Montréal Ouvert wants the city’s facts and figures in open format
by MATT JONES
September 1, 2010
If there's a future for smartphone applications beyond firing indignant fowl at pigs and perusing the holiday snaps of people you wish were your real friends, Montreal Ouvert is determined to find it. Over the past couple years, city administrations around the world have begun to take various types of public data they’ve been sitting on—the kind that’s usually on display in the basement filing cabinet of City Hall—and upload it onto the Internet in open format. The result is a software developer’s wet dream: pages and pages of unorganized data just waiting to be pieced together, measured, graphed, made into parabolas, sexed-up and put online as user-friendly applications to make our increasingly tech-heavy lives more convenient. That’s a fantasy the four founders of Montréal Ouvert hope to see realized in Montreal as soon as possible.
"This initiative started first in the UK, where city officials adopted a motion to provide access in a standardized format to data. The goal is for civic information to be made accessible through a single, easily usable repository that then developers, coders, statisticians, librarians, civil society at large can use," says Jean-Noé Landry, whose day job is as a consultant in democratic development.
One such application is Stumble Safely, developed in Washington, D.C. Using the City's crime statistics, it helps you navigate your way home from a bar in the murder capital of the US while avoiding the most likely places to get mugged.

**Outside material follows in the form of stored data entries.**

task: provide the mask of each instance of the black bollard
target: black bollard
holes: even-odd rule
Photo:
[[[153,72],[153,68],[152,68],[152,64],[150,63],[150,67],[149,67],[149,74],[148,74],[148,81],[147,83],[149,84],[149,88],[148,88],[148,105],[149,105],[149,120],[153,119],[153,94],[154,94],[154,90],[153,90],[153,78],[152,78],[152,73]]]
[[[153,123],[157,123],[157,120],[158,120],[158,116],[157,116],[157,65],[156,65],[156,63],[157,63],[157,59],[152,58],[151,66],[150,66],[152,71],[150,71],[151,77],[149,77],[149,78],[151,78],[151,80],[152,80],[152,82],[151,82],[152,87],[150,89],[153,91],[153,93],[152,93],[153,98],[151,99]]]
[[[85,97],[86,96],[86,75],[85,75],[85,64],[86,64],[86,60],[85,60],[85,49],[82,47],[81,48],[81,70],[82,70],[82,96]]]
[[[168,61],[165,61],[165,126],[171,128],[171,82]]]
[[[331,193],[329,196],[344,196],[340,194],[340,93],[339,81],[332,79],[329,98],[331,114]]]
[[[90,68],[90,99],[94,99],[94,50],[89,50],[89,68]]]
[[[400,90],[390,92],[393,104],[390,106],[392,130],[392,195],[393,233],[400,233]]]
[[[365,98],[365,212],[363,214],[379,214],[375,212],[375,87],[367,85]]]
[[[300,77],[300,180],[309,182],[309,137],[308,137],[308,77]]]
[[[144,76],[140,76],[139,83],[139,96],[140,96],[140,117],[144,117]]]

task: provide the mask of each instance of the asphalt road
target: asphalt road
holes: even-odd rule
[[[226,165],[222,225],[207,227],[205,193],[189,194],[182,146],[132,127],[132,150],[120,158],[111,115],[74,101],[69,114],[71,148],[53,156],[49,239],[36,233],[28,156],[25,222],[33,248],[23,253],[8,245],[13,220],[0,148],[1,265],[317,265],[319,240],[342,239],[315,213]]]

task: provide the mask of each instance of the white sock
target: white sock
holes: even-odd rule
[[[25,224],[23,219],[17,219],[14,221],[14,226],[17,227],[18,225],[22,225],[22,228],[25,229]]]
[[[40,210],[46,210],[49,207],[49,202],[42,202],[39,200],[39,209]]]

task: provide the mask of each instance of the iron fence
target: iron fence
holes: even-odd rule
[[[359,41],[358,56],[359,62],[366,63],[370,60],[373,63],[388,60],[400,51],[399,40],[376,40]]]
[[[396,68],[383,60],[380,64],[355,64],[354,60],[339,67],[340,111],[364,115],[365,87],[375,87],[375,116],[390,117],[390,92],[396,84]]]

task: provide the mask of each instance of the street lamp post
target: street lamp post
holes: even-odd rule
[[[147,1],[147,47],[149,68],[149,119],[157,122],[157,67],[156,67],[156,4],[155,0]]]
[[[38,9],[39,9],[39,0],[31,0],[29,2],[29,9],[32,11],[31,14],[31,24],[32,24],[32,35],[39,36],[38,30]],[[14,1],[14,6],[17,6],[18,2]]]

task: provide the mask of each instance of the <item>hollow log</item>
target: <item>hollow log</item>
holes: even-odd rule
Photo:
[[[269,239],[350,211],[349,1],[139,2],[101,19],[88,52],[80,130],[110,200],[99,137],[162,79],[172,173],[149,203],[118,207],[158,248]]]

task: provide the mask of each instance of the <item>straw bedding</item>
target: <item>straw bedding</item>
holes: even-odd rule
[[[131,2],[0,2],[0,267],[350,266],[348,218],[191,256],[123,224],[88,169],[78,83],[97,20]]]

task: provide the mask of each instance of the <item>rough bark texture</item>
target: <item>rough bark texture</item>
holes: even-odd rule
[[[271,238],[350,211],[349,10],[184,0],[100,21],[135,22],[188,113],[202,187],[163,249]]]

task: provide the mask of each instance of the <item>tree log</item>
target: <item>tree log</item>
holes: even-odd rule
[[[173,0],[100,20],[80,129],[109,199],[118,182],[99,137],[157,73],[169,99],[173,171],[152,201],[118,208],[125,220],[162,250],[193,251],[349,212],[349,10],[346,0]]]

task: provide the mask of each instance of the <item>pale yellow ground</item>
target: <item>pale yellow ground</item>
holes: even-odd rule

"You go on Google Maps and you can see all the crimes that have been reported along your route and then you can filter it by time or type of crime," says Jonathan Brun, who is also the co-founder of Nimonik, an environmental regulatory website. "Eventually, you would think you'd be able to map out things like contaminated sites, air pollution, water issues. So if you rent a home in a new neighbourhood, you can see access to public transportation, environmental conditions, crime conditions, the types of businesses in your neighbourhood."
The possibilities are limited only by the type of data that can be accessed. "Obviously, we're not suggesting people open up their health records," says Michael Lenczner, the founder of Île-Sans-Fil. But other health data could be useful.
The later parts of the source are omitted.